Out of the many finishes and materials available through Fabricoil, “Heart” utilizes a 5/16″ 14 gauge aluminum coiled wire fabric with a clear anodized finish and Clamp engineered attachment system. Garten was drawn to this particular system for its transparency, flexibility, and ability to capture light. The façade he designed curves both away from and toward the parking structure, letting the architecture behind it remain visible while also creating different shadows and depths depending on the time of day. After dark, LED lights turn the wire fabric into a pulsating canvas of alternating complementary colors, while the central Lotus is a constant, contrasting white.

© Jeremy Green


“Los Angeles Opens Its Heart of Compassion” ©Cliff Garten Studio/Photography by Jeremy Green.

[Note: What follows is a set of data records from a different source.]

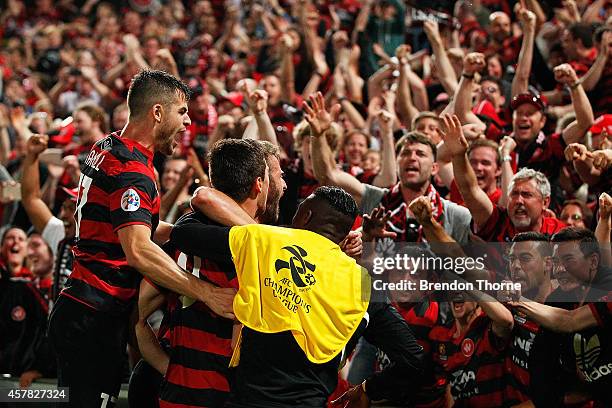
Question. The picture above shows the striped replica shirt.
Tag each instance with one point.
(198, 371)
(117, 189)
(517, 359)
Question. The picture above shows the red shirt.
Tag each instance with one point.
(499, 228)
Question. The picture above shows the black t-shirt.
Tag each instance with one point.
(576, 361)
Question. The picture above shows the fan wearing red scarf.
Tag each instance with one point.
(416, 165)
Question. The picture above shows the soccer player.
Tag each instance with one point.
(117, 232)
(276, 366)
(530, 264)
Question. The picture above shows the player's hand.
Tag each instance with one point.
(317, 116)
(473, 62)
(565, 74)
(402, 53)
(452, 134)
(353, 398)
(374, 225)
(421, 209)
(36, 144)
(606, 43)
(220, 301)
(352, 245)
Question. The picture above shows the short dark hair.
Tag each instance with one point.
(338, 199)
(150, 87)
(415, 137)
(582, 32)
(586, 239)
(235, 164)
(531, 236)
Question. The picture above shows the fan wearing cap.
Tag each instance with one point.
(203, 117)
(12, 255)
(58, 232)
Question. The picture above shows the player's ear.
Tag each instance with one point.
(158, 112)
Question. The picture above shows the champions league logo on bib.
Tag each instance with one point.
(302, 279)
(130, 200)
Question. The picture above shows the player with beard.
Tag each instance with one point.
(117, 230)
(529, 195)
(58, 232)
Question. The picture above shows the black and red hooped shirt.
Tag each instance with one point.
(117, 189)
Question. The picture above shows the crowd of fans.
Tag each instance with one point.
(498, 112)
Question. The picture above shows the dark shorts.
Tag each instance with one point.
(144, 386)
(90, 348)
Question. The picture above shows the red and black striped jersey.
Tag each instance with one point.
(473, 362)
(499, 227)
(200, 341)
(117, 189)
(517, 359)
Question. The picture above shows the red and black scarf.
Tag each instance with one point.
(407, 229)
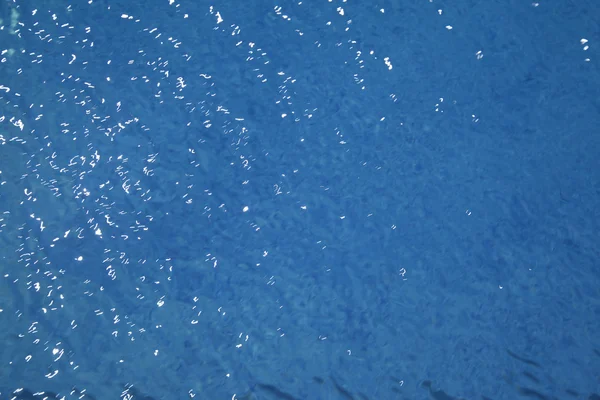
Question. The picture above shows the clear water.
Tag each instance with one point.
(299, 200)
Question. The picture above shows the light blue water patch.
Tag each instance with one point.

“It’s that mishmash and overlapping of styles and concepts that makes the city,” Garten relates. “I think that’s the important thing about ‘Los Angeles Opens Its Heart of Compassion’ — it’s a complete understanding of this urban context and a sculptural projection into the architecture and the urban environment of this idea of overlapping and colliding cultures.”

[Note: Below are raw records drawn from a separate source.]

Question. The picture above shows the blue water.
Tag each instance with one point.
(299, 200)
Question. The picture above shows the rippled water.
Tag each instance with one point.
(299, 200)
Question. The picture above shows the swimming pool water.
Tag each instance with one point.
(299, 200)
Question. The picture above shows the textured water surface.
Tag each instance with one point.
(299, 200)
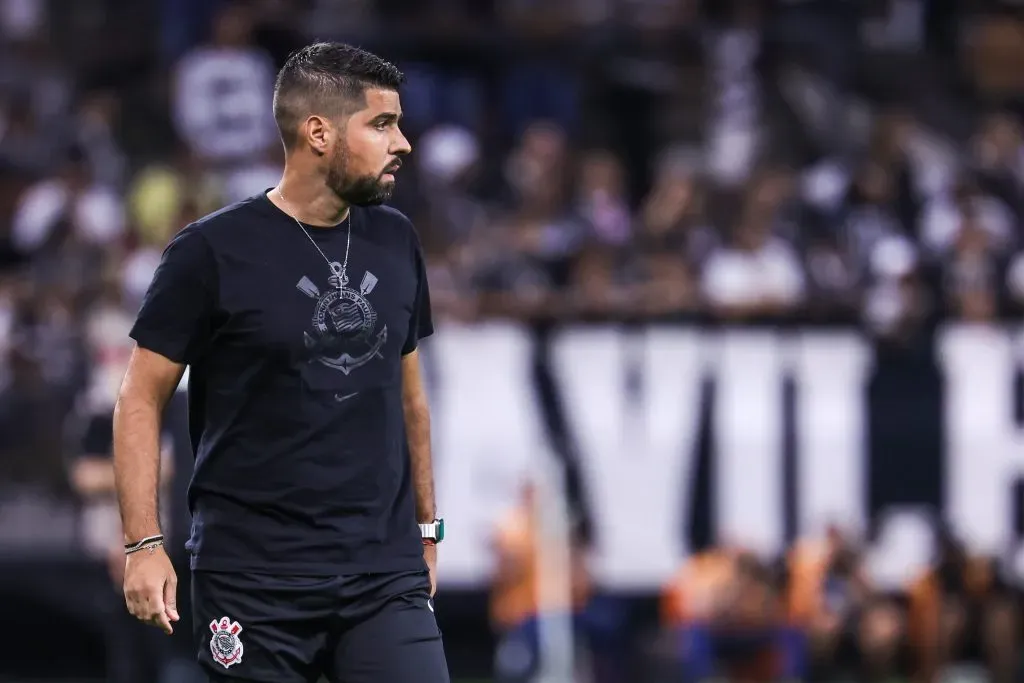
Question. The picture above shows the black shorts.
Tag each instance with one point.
(355, 629)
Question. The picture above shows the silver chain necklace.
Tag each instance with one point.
(339, 271)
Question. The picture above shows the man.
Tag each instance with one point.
(298, 312)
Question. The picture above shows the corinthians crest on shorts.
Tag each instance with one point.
(344, 327)
(225, 646)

Fabricoil’s available customizations also made it possible for Garten to deal with a more practical aspect of this corner in Koreatown: its scale. As he puts it, he had to address “one of the biggest scales in L.A., besides maybe Wilshire and Westwood or Downtown. So, it could take this big image, and the building needed that to actually compete with the rest of the urban context.” While some architects find traditional woven-metal systems cost-prohibitive for even small projects, like delineating interior spaces, Fabricoil offers an affordable solution for projects even of this size.

© Jeremy Green


“Los Angeles Opens Its Heart of Compassion” ©Cliff Garten Studio/Photography by Jeremy Green.

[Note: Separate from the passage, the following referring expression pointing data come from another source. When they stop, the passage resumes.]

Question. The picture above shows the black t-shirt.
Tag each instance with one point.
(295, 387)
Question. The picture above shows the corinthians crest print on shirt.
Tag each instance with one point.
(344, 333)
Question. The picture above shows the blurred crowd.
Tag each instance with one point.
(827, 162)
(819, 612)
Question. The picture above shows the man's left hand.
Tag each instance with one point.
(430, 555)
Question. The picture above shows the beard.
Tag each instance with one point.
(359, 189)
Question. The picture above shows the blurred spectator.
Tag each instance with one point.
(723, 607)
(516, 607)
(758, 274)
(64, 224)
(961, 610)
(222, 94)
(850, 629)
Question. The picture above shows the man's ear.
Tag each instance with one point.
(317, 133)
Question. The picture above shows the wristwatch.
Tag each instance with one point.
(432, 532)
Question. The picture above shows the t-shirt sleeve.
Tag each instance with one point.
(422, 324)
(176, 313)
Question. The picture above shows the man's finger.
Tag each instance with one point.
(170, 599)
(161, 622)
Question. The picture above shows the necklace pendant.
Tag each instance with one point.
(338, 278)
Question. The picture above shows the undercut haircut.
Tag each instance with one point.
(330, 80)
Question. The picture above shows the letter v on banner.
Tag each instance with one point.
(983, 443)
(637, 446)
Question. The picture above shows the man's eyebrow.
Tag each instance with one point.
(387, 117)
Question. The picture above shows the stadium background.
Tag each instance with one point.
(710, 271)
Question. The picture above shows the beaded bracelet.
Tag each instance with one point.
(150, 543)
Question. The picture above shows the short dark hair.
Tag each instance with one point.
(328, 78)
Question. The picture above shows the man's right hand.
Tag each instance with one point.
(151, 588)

With a vast range of sizes and materials, Fabricoil can provide solutions to meet everything from practical ventilation to grand, artistic visions like Garten’s. Its versatility and malleability helped the artist bring his vision to life and played a part in what he likes about his fascinating addition to this evolving neighborhood: “I like the ability of the sculpture to kind of absorb everything. It absorbs the light, it absorbs the architecture, it absorbs the activity from the street consciously … It’s permeable, which again is a reference to the big permeable sponge that is L.A., where neighborhoods contract and expand according to economics and social change.”